Бесшумно-невесомо хозяйка приблизилась. На высохшем, очень светлом ее лице, словно очищенном от земных забот, мелькнуло что-то похожее на испуг.
— А, Бадмаха, — с трудом произнесла она. — Давненько не залетывал… Проходь к столу.
— Я ненадолго, тетка Матреша, — промямлил Бадма, комкая шапку.
— Знаю. На этом свете все мы ненадолго, — загадочно сказала хозяйка, удаляясь к печи.
Бадма сел к краю стола, стоящего у окна, сел так, чтобы вечереющий свет не падал на лицо, оглядел просторную избу. Она казалась пустой, точно из нее вынули что-то главное, хотя, может быть, неприметное для глаза. Так же стояли два топчана, на них лежали подушки под вязаными накидками. Такой же ажурной вязки скатертью был накрыт комод, на окнах, наполовину завешанных легкими кружевными занавесками, стояли цветы. Тетка Матреша, русская, кукольной изящности женщина, слыла искусной рукодельницей, несла на своих хрупких плечах все заботы шумного многодетного дома, была хлебосольном хозяйкой. И теперь привычно хлопотала у печи, чтобы напоить чаем гостя.
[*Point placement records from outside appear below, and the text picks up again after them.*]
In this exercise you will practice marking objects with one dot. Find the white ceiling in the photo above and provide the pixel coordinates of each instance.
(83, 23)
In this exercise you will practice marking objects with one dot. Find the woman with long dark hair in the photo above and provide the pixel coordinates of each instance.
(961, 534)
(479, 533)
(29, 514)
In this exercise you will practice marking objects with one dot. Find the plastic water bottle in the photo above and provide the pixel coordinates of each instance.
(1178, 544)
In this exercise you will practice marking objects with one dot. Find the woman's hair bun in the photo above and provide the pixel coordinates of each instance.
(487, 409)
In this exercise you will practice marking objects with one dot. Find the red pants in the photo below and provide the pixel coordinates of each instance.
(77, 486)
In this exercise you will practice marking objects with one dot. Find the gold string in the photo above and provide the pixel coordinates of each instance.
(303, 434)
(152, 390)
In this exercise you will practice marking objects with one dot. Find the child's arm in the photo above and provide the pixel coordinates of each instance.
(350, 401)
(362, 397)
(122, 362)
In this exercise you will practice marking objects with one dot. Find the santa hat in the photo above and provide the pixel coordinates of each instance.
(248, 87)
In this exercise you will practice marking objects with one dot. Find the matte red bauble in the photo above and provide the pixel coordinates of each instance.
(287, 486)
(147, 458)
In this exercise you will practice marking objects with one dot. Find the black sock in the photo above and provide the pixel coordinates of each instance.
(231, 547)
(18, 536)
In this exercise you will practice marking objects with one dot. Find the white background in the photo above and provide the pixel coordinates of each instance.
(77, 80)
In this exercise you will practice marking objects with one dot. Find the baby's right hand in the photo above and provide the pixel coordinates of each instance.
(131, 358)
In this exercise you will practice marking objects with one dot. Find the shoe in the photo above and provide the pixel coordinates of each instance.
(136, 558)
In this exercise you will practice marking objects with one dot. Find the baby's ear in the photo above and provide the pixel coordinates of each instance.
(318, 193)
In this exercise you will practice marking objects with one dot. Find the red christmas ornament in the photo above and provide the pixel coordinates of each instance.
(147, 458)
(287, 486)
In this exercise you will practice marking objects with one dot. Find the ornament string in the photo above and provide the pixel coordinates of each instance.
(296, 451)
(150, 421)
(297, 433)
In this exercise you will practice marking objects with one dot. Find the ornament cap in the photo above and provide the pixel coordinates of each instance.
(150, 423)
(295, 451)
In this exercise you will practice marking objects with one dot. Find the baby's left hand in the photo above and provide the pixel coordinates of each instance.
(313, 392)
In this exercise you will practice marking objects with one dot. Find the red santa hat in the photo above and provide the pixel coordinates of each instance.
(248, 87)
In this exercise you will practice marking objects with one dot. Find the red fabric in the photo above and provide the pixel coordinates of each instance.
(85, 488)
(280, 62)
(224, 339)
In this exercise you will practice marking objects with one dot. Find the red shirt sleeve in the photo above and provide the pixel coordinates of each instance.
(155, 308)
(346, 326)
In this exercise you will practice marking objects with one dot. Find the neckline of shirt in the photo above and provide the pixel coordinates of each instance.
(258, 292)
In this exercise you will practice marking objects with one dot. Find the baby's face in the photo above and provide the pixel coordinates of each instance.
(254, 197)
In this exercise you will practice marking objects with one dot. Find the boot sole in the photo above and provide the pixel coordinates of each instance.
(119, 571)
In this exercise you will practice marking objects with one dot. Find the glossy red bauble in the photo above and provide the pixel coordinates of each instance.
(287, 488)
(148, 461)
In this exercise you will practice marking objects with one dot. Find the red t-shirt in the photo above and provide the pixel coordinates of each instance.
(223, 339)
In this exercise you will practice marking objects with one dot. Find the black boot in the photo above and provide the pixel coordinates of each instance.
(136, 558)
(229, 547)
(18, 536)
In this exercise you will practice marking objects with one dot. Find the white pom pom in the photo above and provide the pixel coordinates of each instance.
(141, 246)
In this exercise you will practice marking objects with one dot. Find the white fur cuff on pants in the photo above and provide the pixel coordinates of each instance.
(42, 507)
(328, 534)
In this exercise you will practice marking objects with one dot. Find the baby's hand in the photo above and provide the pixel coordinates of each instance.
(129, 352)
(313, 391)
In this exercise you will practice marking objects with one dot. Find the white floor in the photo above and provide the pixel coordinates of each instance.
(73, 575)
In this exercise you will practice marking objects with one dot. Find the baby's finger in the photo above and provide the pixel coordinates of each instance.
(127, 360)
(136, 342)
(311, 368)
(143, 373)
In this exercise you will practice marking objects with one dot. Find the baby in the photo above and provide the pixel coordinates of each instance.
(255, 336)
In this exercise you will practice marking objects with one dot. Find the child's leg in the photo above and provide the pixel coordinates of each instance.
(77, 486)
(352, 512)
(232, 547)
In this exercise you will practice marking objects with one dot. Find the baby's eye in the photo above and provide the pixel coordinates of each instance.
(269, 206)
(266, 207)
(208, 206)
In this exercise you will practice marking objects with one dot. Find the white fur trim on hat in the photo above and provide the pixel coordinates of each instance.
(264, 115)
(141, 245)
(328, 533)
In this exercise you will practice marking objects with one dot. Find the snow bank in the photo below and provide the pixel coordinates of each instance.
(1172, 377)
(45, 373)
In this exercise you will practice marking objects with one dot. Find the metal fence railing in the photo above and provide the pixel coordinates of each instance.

— Дед Савка-то где? — выдавил, наконец, Бадма мучивший его вопрос.
Хозяйка прервала свои хлопоты, как речь на полуслове, присела на лавку, концом платка коснулась сухих глаз:
— Ты чего пытаешь, Бадмаха? — произнесла строго. — Иль не слыхал?
— Нет, тетка Матреша, — растерянно пробормотал тот.
— Ушел Савка. Вот другой год исходит, как помер…
«Выходит, жил старик после того еще год», — отметил про себя Бадма, слушая тихий голос хозяйки.
— После первого-то разу, когда было скопытился, старик-то оклемался. Сладился в тайгу — это когда оттуль сыны вернулись. Сходил да и свалился. Тайга напоследок вроде его не приветила. Лежал так и месяц, и другой… и все молчком. Потом будто заговариваться начал. Все про какие-то камни нес, про тебя припоминал, мол, знает те камни Бадмаха. А как собороваться пришел час, наказал передать тебе таки слова: «Бадмаха в тайге взял, чего не оставлял. Пущай сделает по совести. Велю ему…»
Бадма вздрогнул, как от удара, поднял тяжелую руку, закрыл лицо, будто хотел загородиться от того, что произошло три года назад.
Это случилось под осень, когда желтизна, как седина голову, позолотила горы и наступало время брачных изюбриных зорь, которые так страстно влекут таежника своими неповторимыми песнями. В это время и слег дед Савка. То ли простудился, то ли старость пришла, но недуг скрутил его крепко. Собрались, съехались дети, чтоб попрощаться с нам, пришел и Бадма, прихватив бутылку водки.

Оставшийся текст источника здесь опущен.